Comments about the WordPress Blogging 101 course I am doing this month are in order. First of all writing, reading, photography skills and typing are very weak areas of my life so the this is a big challenge. My tag line is on hold, my ideal reader is probably someone who tolerates bad writing, a more visual person who is not picky about image quality. Yes, I have a long way to go!
I do like the interaction, comments, examples of styles, and so many other aspects of this Blogging 101 course. It is very good for someone like me since it can be taken at one’s own pace.
The editorial calendar assignment for this blog came right on my birthday! So the decision was made to take a few days off for that! Still working on a more formal plan. Probably 2-3 posts a week.
Fooling around with this locust tree years ago and made a bunch of crosscuts because the shape was so cool. One of them turned into this.
Another hand! Not sure how many of these I have done. Finding and shaping them is very enjoyable to me. It is hard not to have favorites but it happens. Funny thing is that often my opinions don’t really matter! The opinions of gallery owners and patrons/viewers and critics determine value and appeal. What matters is that I just keep making things and remember artwork is my favorite work!
This was found on my favorite beach sandy of Lake Ontario. Minimal shaping was required.
I make a lot of these. Finding a cluster of branches that will work for a piece like this is more rare than one may think. It is a totally reductive process. Some raw pieces have more branches to choose the fingers from. It is good when there is a choice of the branches I cut or keep. Sometimes just having five useable branches to work with is good enough.
My favorite life lesson from this kind of process is if I go too far it will be ruined!
This group of sticks on a cedar cross section is a good decoration and also is used to hang things like jewelry, keys or ties. It is easy to tell it is an early piece by the crosscut “heads”.
Stick people come in all shapes and sizes. These guys are clearly not twigs! Putting them together in different ways gives more opportunity for expression. This group is a happy well fed family.
This couple is 5″-6″ tall. Again my photos do not do it justice. The positions and proportions of this piece were quite pleasing to me. This picture was taken for record keeping purposes before the blogging started. If it were still mine I think it would be given a better photo shoot.
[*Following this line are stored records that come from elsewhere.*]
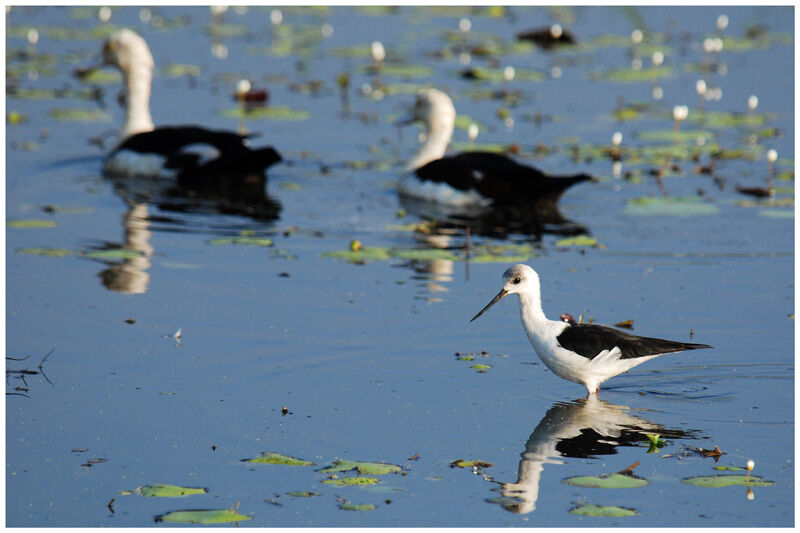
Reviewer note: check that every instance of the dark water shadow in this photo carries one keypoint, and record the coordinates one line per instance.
(581, 429)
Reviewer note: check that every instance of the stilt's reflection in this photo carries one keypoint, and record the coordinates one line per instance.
(581, 429)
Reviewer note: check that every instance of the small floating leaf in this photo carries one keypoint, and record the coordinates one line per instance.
(302, 494)
(580, 240)
(47, 252)
(266, 113)
(726, 481)
(117, 253)
(369, 469)
(669, 206)
(613, 481)
(203, 516)
(461, 463)
(247, 241)
(348, 506)
(272, 458)
(602, 510)
(80, 115)
(348, 481)
(30, 223)
(168, 491)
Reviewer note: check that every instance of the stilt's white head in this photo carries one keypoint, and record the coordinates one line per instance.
(127, 51)
(518, 279)
(435, 109)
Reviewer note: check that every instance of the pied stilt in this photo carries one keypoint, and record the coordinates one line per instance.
(145, 150)
(583, 353)
(471, 179)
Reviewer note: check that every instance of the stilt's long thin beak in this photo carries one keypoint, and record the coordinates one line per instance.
(500, 296)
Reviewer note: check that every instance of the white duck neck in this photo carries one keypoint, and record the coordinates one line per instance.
(438, 134)
(137, 118)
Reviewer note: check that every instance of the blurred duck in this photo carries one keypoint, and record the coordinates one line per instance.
(478, 179)
(145, 150)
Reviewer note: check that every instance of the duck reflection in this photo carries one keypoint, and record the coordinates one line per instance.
(241, 194)
(497, 221)
(581, 429)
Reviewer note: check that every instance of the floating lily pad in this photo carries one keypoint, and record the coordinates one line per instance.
(242, 240)
(461, 463)
(47, 252)
(302, 494)
(369, 469)
(116, 253)
(602, 510)
(176, 70)
(80, 115)
(203, 516)
(669, 206)
(612, 481)
(266, 113)
(166, 491)
(726, 481)
(366, 253)
(272, 458)
(349, 481)
(31, 224)
(580, 240)
(348, 506)
(400, 70)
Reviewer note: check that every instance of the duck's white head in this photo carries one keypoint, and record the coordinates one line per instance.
(434, 109)
(127, 51)
(518, 279)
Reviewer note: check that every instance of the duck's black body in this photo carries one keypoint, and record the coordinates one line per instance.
(589, 340)
(170, 142)
(498, 178)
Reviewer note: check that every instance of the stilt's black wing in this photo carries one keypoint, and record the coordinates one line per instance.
(588, 340)
(497, 177)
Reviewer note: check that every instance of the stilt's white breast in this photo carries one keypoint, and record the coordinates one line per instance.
(130, 163)
(440, 192)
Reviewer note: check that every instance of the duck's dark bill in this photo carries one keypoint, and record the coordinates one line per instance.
(496, 299)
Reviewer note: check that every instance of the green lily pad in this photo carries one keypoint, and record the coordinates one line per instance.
(602, 510)
(580, 240)
(177, 70)
(47, 252)
(369, 469)
(166, 491)
(117, 253)
(266, 113)
(349, 481)
(80, 115)
(31, 223)
(461, 463)
(400, 70)
(242, 240)
(726, 481)
(627, 75)
(612, 481)
(302, 494)
(348, 506)
(669, 206)
(272, 458)
(367, 253)
(203, 516)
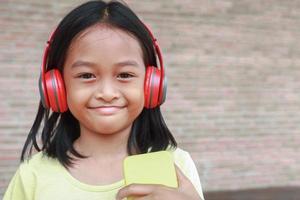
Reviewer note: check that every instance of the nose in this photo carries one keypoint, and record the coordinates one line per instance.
(107, 91)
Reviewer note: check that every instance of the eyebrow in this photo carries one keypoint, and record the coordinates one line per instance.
(118, 64)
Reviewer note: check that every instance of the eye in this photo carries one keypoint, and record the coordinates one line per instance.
(125, 75)
(86, 76)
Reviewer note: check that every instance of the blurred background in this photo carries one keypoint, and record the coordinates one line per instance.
(233, 99)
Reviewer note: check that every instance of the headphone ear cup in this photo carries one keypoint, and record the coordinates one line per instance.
(56, 91)
(43, 93)
(163, 91)
(152, 87)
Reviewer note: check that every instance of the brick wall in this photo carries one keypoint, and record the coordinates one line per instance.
(233, 83)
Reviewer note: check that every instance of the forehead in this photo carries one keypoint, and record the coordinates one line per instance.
(105, 42)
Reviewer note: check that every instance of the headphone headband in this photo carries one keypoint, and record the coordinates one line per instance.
(52, 89)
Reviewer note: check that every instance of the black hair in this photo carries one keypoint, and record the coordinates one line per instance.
(149, 131)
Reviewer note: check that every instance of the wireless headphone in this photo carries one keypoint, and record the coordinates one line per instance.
(53, 93)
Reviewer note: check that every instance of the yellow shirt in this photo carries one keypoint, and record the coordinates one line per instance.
(44, 178)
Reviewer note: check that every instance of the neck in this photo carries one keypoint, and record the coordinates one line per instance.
(100, 146)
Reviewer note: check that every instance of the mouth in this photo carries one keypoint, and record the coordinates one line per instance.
(107, 110)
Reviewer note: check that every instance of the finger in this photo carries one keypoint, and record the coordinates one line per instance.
(135, 190)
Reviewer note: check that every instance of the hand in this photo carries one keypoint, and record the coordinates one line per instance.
(185, 190)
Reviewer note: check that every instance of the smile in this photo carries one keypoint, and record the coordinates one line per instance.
(107, 110)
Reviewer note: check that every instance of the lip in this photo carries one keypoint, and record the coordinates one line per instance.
(107, 110)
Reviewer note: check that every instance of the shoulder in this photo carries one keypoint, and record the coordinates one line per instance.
(181, 157)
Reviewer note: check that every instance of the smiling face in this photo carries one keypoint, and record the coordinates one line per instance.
(104, 79)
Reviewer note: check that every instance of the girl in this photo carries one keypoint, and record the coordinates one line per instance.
(100, 98)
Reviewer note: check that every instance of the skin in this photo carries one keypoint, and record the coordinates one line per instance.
(93, 79)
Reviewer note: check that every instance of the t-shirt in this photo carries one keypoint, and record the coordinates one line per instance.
(44, 178)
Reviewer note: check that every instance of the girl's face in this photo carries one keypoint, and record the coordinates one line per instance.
(104, 78)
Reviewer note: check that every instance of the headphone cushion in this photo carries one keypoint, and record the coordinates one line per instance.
(43, 93)
(152, 87)
(56, 91)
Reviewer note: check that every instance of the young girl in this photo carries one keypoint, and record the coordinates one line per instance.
(100, 95)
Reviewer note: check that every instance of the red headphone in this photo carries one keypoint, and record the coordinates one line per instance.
(53, 93)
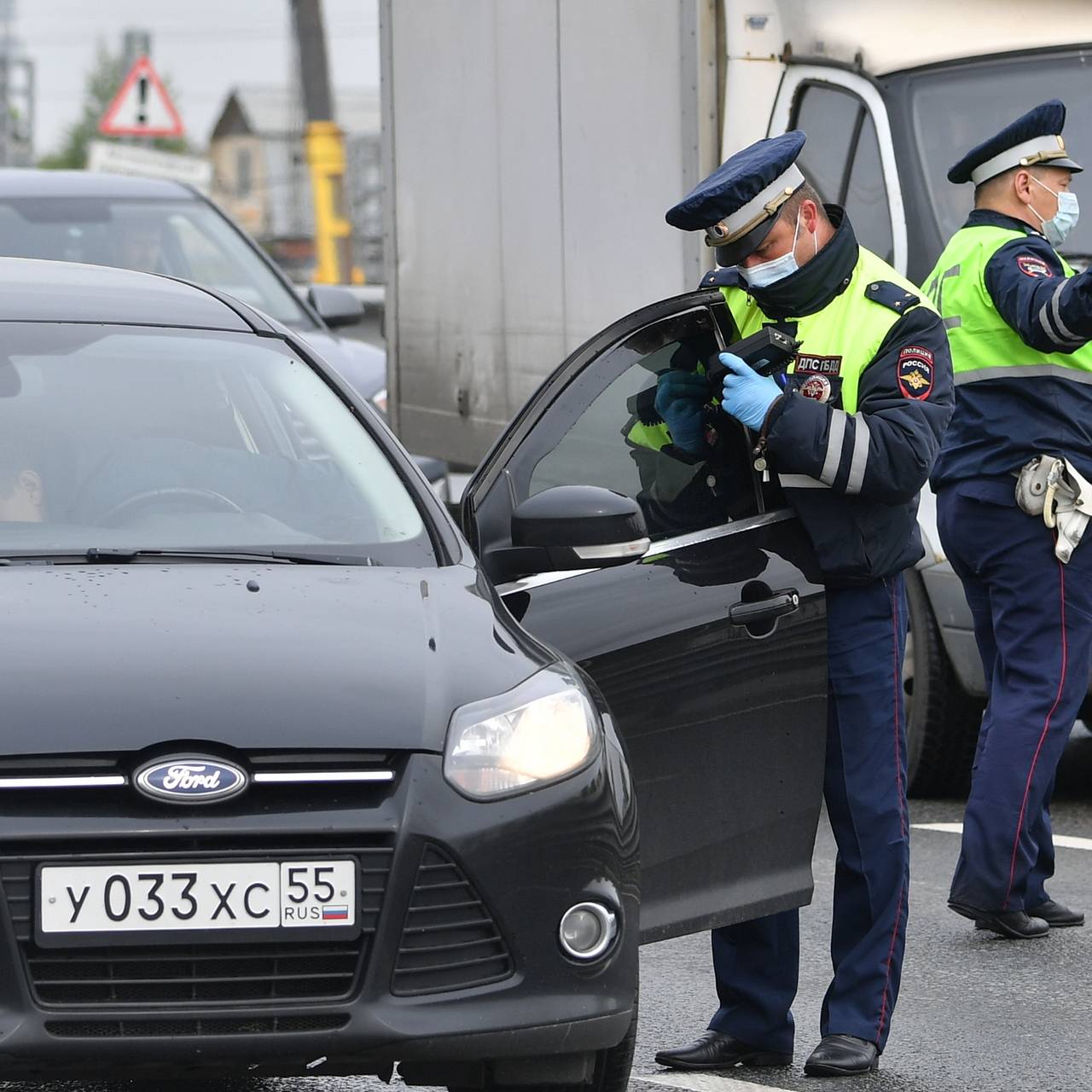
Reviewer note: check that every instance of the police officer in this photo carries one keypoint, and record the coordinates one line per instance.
(851, 435)
(1019, 322)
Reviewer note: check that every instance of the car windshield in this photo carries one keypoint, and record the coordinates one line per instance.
(183, 238)
(990, 96)
(131, 438)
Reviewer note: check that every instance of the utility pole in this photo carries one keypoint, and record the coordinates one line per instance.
(324, 147)
(16, 96)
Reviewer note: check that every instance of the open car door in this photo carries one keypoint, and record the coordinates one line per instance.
(710, 650)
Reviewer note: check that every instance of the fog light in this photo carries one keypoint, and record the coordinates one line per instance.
(588, 931)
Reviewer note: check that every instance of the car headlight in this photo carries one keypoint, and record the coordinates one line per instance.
(541, 730)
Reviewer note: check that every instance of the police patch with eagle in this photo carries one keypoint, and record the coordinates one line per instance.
(915, 371)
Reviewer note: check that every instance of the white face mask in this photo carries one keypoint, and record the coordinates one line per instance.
(776, 269)
(1064, 221)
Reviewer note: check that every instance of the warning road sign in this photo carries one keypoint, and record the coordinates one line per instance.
(142, 107)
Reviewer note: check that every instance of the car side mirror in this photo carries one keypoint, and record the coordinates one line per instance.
(336, 306)
(572, 526)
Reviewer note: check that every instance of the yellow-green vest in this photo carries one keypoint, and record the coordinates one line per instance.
(979, 338)
(851, 326)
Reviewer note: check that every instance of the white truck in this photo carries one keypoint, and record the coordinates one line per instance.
(531, 148)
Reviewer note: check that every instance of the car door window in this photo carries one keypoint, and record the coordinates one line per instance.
(614, 437)
(842, 160)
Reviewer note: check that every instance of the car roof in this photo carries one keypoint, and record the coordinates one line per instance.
(24, 183)
(33, 291)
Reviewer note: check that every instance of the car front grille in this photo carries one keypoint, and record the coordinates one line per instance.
(450, 939)
(176, 976)
(215, 1025)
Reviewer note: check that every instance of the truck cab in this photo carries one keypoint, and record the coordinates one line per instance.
(889, 101)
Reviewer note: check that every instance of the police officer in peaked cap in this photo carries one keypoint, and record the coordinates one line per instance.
(851, 433)
(1019, 321)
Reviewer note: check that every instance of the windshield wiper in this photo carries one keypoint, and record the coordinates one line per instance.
(283, 556)
(121, 556)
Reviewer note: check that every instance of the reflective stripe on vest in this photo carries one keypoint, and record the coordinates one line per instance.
(983, 344)
(850, 330)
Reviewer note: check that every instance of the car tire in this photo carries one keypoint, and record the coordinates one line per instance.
(612, 1071)
(943, 718)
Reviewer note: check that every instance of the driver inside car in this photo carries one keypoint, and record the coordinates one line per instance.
(22, 492)
(164, 476)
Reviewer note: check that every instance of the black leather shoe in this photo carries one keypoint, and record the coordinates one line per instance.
(1056, 915)
(842, 1056)
(1014, 924)
(717, 1051)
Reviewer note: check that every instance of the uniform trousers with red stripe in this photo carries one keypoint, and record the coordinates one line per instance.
(1033, 626)
(757, 963)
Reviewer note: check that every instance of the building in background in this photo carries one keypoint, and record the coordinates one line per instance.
(16, 96)
(260, 175)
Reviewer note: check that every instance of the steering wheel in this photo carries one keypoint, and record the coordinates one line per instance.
(209, 498)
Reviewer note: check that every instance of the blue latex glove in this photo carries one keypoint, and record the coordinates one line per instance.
(747, 394)
(681, 401)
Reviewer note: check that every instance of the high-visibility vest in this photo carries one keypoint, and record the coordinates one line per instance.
(983, 344)
(842, 340)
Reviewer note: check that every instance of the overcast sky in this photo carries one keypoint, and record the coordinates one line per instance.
(203, 46)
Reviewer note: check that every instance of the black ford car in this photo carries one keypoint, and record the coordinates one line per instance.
(293, 781)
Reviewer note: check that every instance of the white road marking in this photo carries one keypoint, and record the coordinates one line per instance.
(718, 1081)
(1065, 841)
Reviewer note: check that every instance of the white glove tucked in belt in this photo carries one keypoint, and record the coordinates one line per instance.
(1048, 486)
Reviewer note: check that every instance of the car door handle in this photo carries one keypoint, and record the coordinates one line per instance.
(779, 604)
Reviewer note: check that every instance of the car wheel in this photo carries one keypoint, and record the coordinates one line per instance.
(612, 1071)
(943, 718)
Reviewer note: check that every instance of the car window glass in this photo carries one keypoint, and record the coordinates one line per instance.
(829, 117)
(184, 238)
(142, 438)
(619, 441)
(866, 200)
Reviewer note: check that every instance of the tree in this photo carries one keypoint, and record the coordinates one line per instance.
(102, 85)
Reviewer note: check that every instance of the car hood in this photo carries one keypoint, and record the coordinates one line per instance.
(117, 659)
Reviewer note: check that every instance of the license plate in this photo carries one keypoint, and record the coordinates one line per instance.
(195, 897)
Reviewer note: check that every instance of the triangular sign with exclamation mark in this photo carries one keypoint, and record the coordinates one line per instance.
(142, 107)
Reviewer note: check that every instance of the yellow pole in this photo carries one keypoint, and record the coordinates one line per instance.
(326, 160)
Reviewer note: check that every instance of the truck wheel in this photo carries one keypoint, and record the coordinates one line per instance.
(943, 718)
(612, 1071)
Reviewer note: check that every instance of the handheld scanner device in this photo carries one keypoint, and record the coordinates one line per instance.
(768, 351)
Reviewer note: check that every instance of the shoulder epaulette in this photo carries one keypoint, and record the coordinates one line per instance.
(721, 279)
(892, 295)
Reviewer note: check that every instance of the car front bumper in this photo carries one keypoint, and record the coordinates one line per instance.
(444, 1018)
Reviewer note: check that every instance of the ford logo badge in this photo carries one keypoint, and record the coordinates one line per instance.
(189, 780)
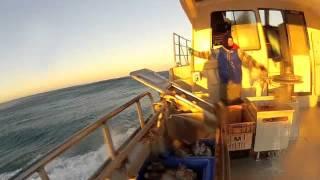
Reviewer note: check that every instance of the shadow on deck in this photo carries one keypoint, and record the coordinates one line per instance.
(300, 161)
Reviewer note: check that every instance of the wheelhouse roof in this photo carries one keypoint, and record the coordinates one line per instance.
(199, 11)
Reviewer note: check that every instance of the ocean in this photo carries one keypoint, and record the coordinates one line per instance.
(31, 126)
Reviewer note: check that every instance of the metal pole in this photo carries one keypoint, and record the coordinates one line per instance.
(174, 49)
(140, 115)
(108, 141)
(43, 174)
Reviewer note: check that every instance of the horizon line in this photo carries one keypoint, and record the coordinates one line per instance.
(67, 87)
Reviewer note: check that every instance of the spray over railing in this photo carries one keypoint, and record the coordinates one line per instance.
(115, 156)
(181, 47)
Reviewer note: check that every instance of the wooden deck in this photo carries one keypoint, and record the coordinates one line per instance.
(300, 161)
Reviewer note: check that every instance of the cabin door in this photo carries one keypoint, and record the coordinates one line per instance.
(316, 54)
(299, 50)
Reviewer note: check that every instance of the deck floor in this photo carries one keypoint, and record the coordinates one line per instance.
(300, 161)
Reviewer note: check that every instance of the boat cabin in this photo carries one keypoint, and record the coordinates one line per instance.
(275, 33)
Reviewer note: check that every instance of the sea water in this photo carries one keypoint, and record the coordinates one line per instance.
(32, 126)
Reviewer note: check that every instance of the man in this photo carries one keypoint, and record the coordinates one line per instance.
(230, 59)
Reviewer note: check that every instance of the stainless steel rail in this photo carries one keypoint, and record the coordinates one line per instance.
(39, 165)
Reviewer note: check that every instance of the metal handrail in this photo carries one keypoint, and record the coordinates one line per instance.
(39, 165)
(183, 50)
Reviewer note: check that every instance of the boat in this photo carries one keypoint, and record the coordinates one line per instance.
(284, 36)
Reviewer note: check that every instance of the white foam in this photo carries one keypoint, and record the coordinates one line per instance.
(77, 167)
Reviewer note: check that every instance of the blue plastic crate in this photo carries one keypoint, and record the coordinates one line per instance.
(208, 142)
(204, 167)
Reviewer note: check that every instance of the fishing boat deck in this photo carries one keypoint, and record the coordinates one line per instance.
(301, 160)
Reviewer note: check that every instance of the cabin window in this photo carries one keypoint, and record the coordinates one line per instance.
(273, 26)
(240, 24)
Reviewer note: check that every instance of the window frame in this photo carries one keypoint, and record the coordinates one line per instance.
(257, 20)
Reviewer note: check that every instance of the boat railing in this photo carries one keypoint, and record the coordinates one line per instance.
(181, 47)
(39, 165)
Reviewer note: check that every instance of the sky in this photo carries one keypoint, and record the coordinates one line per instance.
(47, 45)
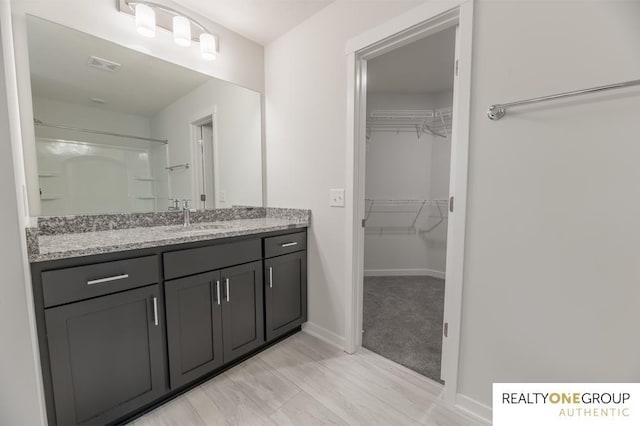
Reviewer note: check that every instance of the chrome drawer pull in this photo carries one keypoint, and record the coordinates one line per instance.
(155, 311)
(105, 280)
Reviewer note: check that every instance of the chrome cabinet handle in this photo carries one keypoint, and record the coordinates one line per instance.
(155, 311)
(105, 280)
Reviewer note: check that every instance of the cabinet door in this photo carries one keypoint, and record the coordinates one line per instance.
(106, 356)
(194, 326)
(285, 293)
(242, 311)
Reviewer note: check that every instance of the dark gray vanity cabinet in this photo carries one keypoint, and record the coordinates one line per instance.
(122, 332)
(242, 310)
(106, 356)
(285, 284)
(194, 326)
(213, 317)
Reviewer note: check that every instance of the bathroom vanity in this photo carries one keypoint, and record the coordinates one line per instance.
(129, 318)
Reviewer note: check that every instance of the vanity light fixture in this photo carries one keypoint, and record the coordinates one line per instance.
(185, 29)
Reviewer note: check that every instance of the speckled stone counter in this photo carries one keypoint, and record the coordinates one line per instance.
(74, 236)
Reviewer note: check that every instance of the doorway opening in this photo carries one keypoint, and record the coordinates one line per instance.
(408, 156)
(422, 22)
(205, 163)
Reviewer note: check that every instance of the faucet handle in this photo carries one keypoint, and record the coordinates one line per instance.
(185, 205)
(174, 203)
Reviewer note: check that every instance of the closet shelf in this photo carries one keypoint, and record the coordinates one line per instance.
(435, 122)
(413, 209)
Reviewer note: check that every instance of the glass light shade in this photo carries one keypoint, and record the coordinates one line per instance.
(145, 20)
(208, 46)
(181, 31)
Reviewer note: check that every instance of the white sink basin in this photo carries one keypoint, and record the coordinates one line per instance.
(199, 227)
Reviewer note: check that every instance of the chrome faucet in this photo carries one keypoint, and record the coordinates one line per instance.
(175, 204)
(186, 213)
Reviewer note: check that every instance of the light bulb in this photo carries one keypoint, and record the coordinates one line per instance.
(145, 20)
(181, 31)
(208, 46)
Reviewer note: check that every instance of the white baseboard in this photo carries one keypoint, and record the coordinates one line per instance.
(474, 408)
(422, 272)
(325, 335)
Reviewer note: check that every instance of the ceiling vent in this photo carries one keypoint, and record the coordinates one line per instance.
(102, 64)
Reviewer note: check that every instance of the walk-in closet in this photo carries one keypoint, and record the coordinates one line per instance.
(408, 158)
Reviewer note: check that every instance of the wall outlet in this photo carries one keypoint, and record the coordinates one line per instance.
(336, 197)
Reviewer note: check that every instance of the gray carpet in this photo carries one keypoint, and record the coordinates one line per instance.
(403, 321)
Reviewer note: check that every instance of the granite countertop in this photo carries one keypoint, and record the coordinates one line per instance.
(68, 244)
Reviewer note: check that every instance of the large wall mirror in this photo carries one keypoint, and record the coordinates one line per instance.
(120, 131)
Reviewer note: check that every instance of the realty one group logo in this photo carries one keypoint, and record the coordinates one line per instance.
(572, 404)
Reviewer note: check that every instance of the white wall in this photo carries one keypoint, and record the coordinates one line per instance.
(238, 134)
(399, 166)
(305, 129)
(551, 277)
(20, 383)
(553, 222)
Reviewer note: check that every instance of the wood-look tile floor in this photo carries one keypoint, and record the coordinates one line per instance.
(303, 381)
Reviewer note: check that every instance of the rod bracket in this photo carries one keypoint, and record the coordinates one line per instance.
(496, 112)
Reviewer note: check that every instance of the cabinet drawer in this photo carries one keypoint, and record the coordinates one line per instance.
(84, 282)
(283, 244)
(194, 261)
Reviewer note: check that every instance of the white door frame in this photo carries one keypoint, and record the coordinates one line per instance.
(418, 23)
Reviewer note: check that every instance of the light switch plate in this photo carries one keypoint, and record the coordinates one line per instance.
(336, 197)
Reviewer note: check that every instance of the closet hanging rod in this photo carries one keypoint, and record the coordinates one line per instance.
(178, 166)
(497, 111)
(98, 132)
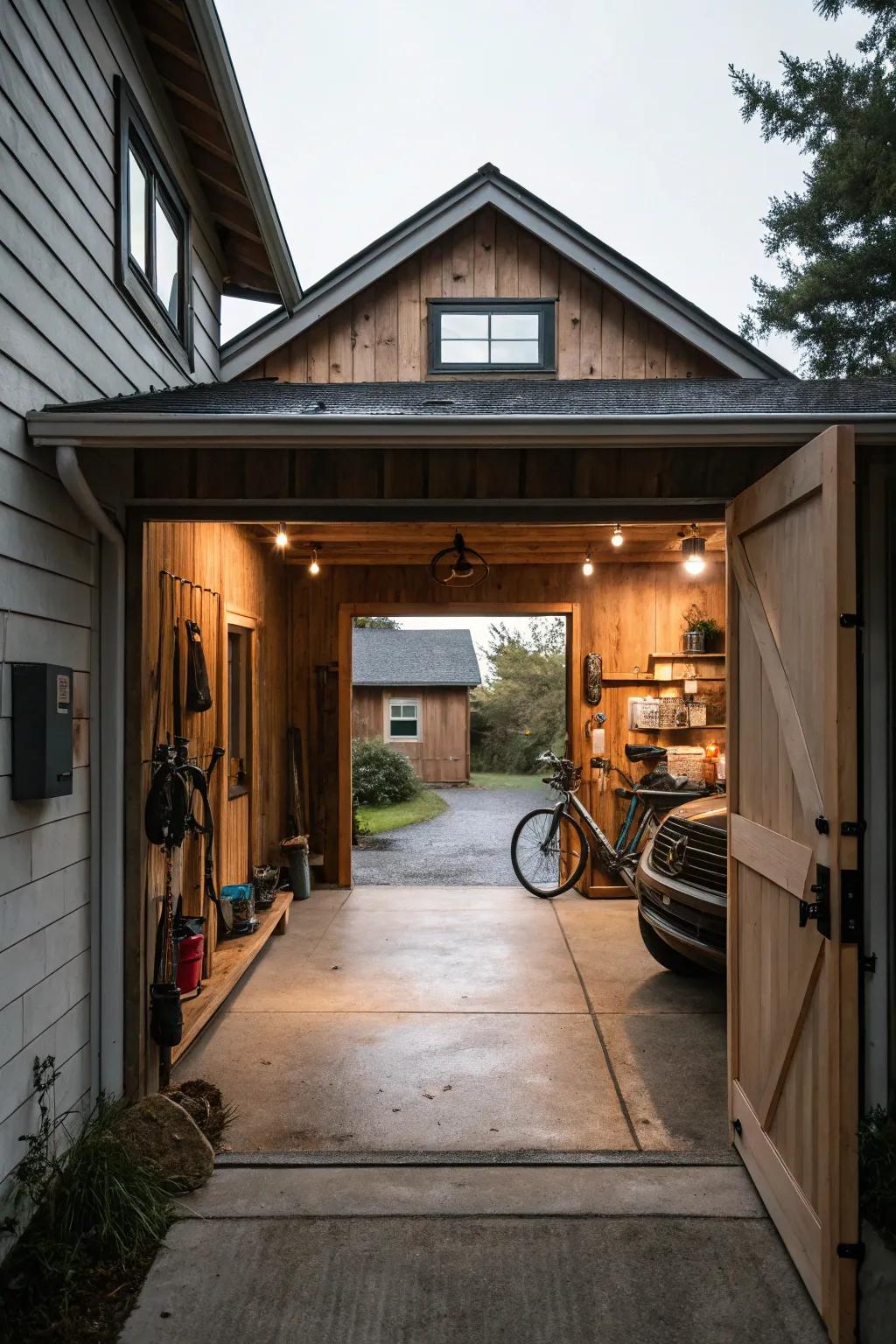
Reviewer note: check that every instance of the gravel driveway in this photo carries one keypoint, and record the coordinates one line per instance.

These two sticks fit together well. They are a very early piece as the “heads” are not rounded or worked at all. In the beginning it was all about minimal manipulating. Sometimes I still follow that concept.
I have produced maybe 5 of these over the years. This is the only one in my photo library. Finding my first stick person, shortly after a great loss, helped distract my mind from grief. Now, years later, gathering stick people and making things with them makes me happy.
One of the hopes of this blog is to get images of pieces sold over the years. I will call out every so often to any collectors/patrons/owners of my work and ask for images. There are many with no photo documentation.
Thanks for looking, liking, commenting and following this project. You who know me personally understand how painfully slow and awkward my writing and record keeping can be. Good news is this blog is helping me want to try to improve.